Heat 1 tablespoon of olive oil in a pan over medium heat.
Add the grated zucchini, shredded young cabbage, and grated carrot. Season with salt and sauté for 5 minutes.
In the same pan, add the chopped onion and continue to sauté for another 5 minutes until the vegetables are softened.
In a bowl, beat the eggs with pepper and salt. Add the mixture to the pan with sautéed vegetables and stir gently until the eggs are cooked.

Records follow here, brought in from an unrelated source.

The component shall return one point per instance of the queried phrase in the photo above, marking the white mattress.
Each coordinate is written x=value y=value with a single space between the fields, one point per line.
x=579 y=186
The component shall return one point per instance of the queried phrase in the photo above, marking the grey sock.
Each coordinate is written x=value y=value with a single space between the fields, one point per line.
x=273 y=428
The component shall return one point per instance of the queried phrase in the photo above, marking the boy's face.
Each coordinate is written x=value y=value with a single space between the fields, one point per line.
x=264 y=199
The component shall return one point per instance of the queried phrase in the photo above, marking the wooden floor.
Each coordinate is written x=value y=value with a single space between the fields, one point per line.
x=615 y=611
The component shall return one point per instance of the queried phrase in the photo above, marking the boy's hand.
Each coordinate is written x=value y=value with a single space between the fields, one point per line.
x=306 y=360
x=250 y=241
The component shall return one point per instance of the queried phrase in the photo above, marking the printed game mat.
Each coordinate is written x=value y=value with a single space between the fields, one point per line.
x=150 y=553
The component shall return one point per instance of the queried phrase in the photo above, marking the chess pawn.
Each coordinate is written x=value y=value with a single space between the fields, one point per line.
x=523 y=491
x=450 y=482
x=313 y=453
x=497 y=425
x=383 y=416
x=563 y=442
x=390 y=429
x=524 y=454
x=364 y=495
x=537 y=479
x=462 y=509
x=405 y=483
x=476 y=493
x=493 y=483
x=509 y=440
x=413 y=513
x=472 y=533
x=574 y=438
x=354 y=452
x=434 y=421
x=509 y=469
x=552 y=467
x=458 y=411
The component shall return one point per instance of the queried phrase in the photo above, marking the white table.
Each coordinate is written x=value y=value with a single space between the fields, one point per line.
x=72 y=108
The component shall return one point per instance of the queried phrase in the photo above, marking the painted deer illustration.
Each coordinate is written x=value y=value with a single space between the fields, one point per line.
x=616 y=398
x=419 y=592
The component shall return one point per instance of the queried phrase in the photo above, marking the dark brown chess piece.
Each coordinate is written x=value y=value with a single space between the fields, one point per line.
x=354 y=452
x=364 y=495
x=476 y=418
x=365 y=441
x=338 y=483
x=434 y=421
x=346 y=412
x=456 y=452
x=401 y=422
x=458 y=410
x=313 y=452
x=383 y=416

Stir in the flour until well combined.
Add the rice and water to the pan. Bring to a boil, then reduce the heat to low. Cover and simmer for about 20 minutes or until the rice is cooked and the liquid is absorbed.
Garnish with chopped green onions before serving.
Serving Suggestions:
Serve hot as a main dish or side dish with a fresh salad or yogurt. This dish pairs well with grilled chicken or fish for a complete meal.
Cooking Tips:
Ensure the zucchini, young cabbage, and carrots are grated finely to cook evenly and blend well with the rice.
Adjust seasoning according to personal preference.
Keep the pan covered while simmering the rice to ensure even cooking.
Use a non-stick pan to prevent sticking and ensure easy cleanup.
Nutritional Benefits:
Zucchini provides vitamins B, C, K, and minerals like potassium and magnesium.
Young cabbage is rich in vitamins C and K, and dietary fiber.
Eggs offer protein and essential nutrients.
Carrots add beta-carotene and fiber.
Rice provides carbohydrates for energy.
Dietary Information:
Suitable for vegetarians.
Can be made gluten-free by using gluten-free flour.
This dish is low in calories and high in vitamins and minerals.
Storage:
Store leftovers in an airtight container in the refrigerator for up to 2 days.
Reheat gently on the stove or in the microwave, adding a splash of water if needed to maintain moisture.